In case you missed the commotion surrounding Trey Parker and Matt Stone's irreverent cartoon, South Park follows the antics of a group of scantily-drawn school children in snowy Colorado where modern sensitivities such as race, religion and gender have yet to land. The sadistic idiosyncrasies of eight-year-olds are searingly documented while the in-jokes include the regular killing of Kenny. South Park falls short of the acutely-observed satire of The Simpsons, and if you've seen one, you've seen them all, but this second series is still more than worthy of your attention.

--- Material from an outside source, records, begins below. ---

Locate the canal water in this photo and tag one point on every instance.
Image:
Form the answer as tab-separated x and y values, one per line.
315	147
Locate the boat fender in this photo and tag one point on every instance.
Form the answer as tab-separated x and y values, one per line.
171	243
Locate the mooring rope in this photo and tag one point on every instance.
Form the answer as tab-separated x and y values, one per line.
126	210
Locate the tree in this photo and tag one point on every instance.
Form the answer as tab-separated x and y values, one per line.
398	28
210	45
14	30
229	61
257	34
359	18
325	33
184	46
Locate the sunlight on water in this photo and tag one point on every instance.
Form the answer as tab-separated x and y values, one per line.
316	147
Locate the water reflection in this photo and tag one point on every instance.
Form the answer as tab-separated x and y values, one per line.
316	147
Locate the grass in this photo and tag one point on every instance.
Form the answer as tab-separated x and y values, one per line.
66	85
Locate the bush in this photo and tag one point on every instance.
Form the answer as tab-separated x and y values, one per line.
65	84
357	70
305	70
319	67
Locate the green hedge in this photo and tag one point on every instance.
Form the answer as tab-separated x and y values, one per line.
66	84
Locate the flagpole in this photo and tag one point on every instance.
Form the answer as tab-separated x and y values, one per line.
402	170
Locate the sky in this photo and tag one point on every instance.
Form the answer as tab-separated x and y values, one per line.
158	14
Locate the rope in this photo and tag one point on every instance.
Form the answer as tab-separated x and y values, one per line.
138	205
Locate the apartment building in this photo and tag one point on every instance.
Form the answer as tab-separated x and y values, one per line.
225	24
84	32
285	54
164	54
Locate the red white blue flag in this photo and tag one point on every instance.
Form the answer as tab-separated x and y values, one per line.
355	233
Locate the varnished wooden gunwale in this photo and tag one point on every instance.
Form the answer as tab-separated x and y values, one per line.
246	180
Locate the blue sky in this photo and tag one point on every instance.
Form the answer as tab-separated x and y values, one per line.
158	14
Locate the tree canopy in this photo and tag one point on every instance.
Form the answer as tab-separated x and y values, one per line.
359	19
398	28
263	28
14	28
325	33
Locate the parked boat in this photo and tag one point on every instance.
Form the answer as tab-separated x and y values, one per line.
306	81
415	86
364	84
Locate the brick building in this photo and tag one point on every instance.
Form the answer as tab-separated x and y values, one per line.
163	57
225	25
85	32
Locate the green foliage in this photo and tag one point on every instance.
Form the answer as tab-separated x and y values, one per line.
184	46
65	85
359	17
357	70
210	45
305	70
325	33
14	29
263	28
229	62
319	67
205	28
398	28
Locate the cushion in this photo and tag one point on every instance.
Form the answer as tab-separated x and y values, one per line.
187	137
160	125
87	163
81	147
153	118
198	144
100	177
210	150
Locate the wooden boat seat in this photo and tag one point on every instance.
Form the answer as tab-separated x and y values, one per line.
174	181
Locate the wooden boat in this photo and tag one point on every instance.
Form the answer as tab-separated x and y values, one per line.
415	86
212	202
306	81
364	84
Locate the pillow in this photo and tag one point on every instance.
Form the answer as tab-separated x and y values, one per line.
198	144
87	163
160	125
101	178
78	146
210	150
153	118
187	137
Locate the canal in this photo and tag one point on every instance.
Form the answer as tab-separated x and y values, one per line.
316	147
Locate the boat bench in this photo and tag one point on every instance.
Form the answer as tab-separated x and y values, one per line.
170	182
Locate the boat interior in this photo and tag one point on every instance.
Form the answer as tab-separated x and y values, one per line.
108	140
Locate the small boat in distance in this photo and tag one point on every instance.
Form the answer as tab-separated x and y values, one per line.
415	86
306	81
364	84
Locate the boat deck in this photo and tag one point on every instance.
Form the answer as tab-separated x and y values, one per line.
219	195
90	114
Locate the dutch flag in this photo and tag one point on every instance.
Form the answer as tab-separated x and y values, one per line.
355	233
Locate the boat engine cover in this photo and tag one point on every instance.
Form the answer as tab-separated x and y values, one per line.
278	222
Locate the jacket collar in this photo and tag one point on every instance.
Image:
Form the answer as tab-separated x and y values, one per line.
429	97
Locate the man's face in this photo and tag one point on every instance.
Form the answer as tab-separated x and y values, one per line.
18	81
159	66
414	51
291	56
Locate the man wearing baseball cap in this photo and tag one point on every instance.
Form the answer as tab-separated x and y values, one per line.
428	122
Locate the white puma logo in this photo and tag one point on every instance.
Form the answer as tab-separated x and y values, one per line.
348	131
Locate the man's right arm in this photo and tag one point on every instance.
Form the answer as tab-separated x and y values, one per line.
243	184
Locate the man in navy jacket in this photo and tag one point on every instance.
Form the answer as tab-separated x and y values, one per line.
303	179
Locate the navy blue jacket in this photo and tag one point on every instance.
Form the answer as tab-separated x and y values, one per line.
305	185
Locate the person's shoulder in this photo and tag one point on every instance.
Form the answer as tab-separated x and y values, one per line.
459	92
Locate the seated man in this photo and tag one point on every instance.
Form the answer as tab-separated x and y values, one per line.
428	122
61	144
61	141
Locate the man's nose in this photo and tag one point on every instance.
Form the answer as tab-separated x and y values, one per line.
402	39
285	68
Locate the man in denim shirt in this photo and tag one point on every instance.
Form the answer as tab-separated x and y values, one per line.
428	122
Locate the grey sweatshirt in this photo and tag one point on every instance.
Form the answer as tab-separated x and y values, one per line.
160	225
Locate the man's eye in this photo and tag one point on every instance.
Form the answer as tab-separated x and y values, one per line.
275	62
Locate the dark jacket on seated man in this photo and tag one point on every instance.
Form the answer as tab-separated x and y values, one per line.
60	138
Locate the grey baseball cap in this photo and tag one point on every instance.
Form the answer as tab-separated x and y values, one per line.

Lock, Stock and Two Smoking Barrels (18) CIC, retail HHHH

Despite its cumbersome title, writer/director Guy Ritchie's portrayal of low-life east London is by turns frightening and funny. Nick Moran plays a hustler whose attempt to outwit crime boss Harry the Hatchet goes seriously awry. He and his chums must raise a lot of money or else Harry will start removing their fingers. An intricately plotted farce takes shape involving a pair of antique shotguns, some Oxbridge drug dealers and an evil hardman Big Chris (Vinnie Jones). The script brims with rib- tickling one-liners and witty slang, though east Londoners might bristle at the cliches.

Best Laid Plans (15)

Fox Pathe, rental HHHH

Mike Barker's skewed thriller sees Alessandro Nivola's garbage man, Nick, falling for Lissa (Reese Witherspoon), an altruistic vet's assistant. When Nick gets involved in a disastrous heist that leaves him at the mercy of a violent extortionist, Lissa comes up with an extraordinary plan in order to raise some cash. The story is rather clumsily told through a series of flashbacks but Witherspoon and Nivola are a charismatic couple and their love story proves just as compelling as their fearful predicament. Some nimble plot twists in the final scenes make Best Laid Plans a cut above the average thriller.

The Prince of Egypt (U)

Dreamworks, rental HHH

No one could accuse DreamWorks of lacking ambition. First they take on Disney's A Bug's Life with Antz; now they have adapted the story of Moses, another slap in the face for Disney and their fairytales. The animators have strived to avoid Disney's doe-eyes - some characters could have been lifted from a Japanese Manga comic - and the feature is surprisingly humourless. Steve Martin's court magician is underused and the songs are as po-faced as any Disney feature. But there are some awesome scenes, particularly the parting of the Red Sea. Not a patch on Charlton Heston, mind you.